How many maps have you seen and not thought twice about how the data are plotted? Has the author carefully considered the colors assigned to the geographic units? Are the data placed into reasonably sized bins or groups? How were those bins chosen? Too often, we let our software tools make these decisions for us. But when we take greater control of these choices, we can make conscious, purposeful decisions that help readers reach conclusions and gain insights from the data.
With any map that visualizes data, we can make decisions about some primary characteristics, including the map projection, colors, and bin number and width. Here, I focus on how bins are presented in a map’s legend.
Let’s start with this map of the geographic dispersion in the Disability Insurance (DI) recipiency rate—that is, the number of people receiving DI benefits as a share of the 18-to-65 population. The data are placed into five groups. You can quickly see, for example, that Arkansas, Maine, West Virginia, and other dark-blue states have the highest recipiency rates.

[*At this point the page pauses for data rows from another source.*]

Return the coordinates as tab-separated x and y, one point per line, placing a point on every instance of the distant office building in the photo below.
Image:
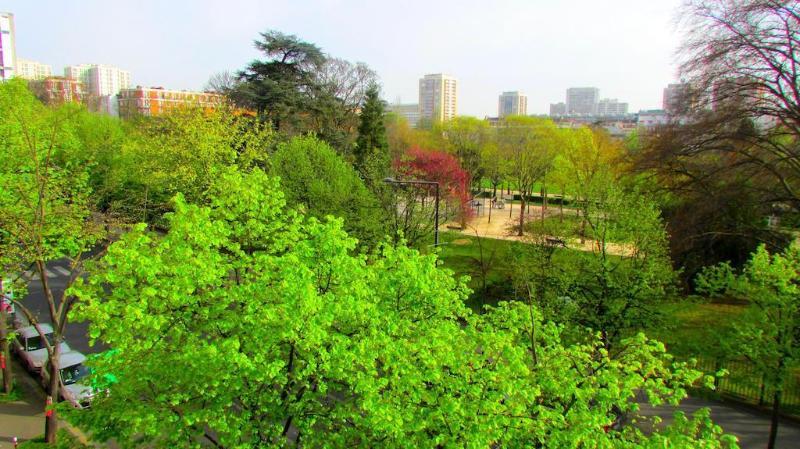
154	101
409	111
558	109
512	103
102	83
582	100
100	80
611	107
676	99
32	70
652	118
58	90
8	47
438	97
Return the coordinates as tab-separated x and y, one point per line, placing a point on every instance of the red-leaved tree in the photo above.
441	167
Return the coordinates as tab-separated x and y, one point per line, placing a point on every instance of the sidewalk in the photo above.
751	427
24	418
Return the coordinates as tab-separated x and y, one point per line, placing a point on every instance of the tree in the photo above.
618	284
372	148
591	161
182	151
528	144
466	138
768	334
414	219
246	325
47	208
280	88
737	135
313	175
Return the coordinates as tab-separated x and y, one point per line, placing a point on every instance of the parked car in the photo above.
7	299
72	372
30	347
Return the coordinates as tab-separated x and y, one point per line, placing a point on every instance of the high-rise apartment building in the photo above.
410	112
157	100
558	109
676	98
512	103
438	97
8	47
32	70
582	100
100	80
58	90
611	107
103	83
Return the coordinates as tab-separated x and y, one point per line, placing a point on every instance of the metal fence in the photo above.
744	383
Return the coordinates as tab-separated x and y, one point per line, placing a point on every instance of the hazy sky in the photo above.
541	47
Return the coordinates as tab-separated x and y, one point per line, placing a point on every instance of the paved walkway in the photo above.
24	418
750	426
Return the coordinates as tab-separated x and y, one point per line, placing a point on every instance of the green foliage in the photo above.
46	191
315	177
768	332
179	152
65	441
372	143
284	337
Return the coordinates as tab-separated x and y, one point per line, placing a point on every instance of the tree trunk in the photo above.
773	426
51	420
5	360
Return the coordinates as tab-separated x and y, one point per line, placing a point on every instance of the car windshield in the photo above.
73	373
35	343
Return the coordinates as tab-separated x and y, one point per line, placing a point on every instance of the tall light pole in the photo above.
391	180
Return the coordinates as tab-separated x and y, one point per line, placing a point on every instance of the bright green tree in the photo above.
768	333
182	151
246	325
315	177
47	207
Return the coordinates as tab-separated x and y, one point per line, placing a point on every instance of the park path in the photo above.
750	426
503	223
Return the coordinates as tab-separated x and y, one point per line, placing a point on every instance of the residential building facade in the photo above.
512	103
438	97
409	111
33	70
58	90
582	100
611	107
100	80
652	118
153	101
558	109
8	47
676	99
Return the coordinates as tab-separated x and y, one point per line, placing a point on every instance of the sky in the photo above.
626	48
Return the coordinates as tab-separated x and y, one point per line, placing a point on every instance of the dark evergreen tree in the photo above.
372	147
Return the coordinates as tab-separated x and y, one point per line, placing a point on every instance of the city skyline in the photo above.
541	49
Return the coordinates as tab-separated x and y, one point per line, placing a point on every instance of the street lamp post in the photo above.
391	180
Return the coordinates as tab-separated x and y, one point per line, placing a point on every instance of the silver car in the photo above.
31	348
71	373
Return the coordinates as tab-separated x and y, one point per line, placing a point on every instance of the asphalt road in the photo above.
750	426
76	334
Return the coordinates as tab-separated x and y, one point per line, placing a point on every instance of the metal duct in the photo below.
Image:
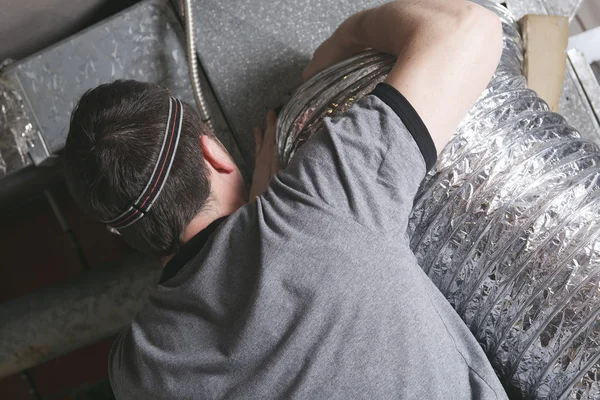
506	225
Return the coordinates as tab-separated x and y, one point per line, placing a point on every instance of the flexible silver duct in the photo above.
193	65
506	224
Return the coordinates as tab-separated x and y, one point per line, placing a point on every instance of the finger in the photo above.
270	132
275	166
258	139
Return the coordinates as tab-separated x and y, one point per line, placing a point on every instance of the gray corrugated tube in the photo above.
506	224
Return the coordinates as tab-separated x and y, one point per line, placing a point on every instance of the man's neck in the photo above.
206	217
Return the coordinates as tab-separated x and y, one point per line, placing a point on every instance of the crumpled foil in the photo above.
506	224
16	130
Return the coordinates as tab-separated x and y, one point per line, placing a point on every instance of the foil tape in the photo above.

Placing the data into these categories results in an aggregation problem. We don’t know, for example, how different Arkansas, Maine, and West Virginia are from each other because they are grouped together. If we plot the same map but include a column chart, we can more easily see the differences in the values. Some visible jumps appear in the data, which can help define the bins.
You may also notice that the definition of the breaks in the legend are arbitrary. Look at the top bin: the recipiency rate jumps from 6.91 percent in Tennessee to 7.97 percent in Maine. Why then is the bin for the fifth group “7.0 percent or more”? It’s true, but it could have just as easily started at 7.5 percent or even 7.9 percent.
In fact, the legend for this map can be defined in multiple ways.
1. Instead of two decimal places, the legend could have used just one decimal place, but that still leaves us with arbitrary bins, and it isn’t clear if a value of 7.0 percent, for example, is in the fourth or fifth group.
1a. One possible solution—and something we have documented in the Urban Institute style guide—is to explicitly note which bins are inclusive or exclusive of the upper and lower bounds.
2. Another alternative would be to define the bins based on the actual data values.
This has the advantage of more clearly showing the data. For example, we can more clearly see the gap between 6.91 percent and 7.97 percent.
And yet, this legend may look odd. If you’re unfamiliar with the data, you may think, “What happened to the data between 6.91 percent and 7.97 percent?”
3. Alternatively, we could create a legend that includes these “gap” bins:
Although accurate and comprehensive, this legend feels busy and obscures the five original bins by adding the four nondata bins that connect the groups.
I’m not sure there is a perfect solution, but this map illustrates the variety of issues to consider, including the level of precision (i.e., the number of decimal places), the number of bins, and the smoothness of the data (i.e., if the data show no visible jumps, round-numbered bins may be fine).
In this example—and, I suspect, in many maps you see—I find it most helpful to define the bins based on the data and show the number of states in each.
In the map below, I’ve added a bar chart to serve as the legend where the length of the bars denote the number of states in each bin. This way, you can quickly see how the bins are defined and the number of observations in each.
Maps are a great way to show geographic data, but we should carefully consider our data and design decisions to help audiences understand the information we are trying to convey.
This post was originally published on the Urban Institute’s blog, Urban Wire on January 12, 2018.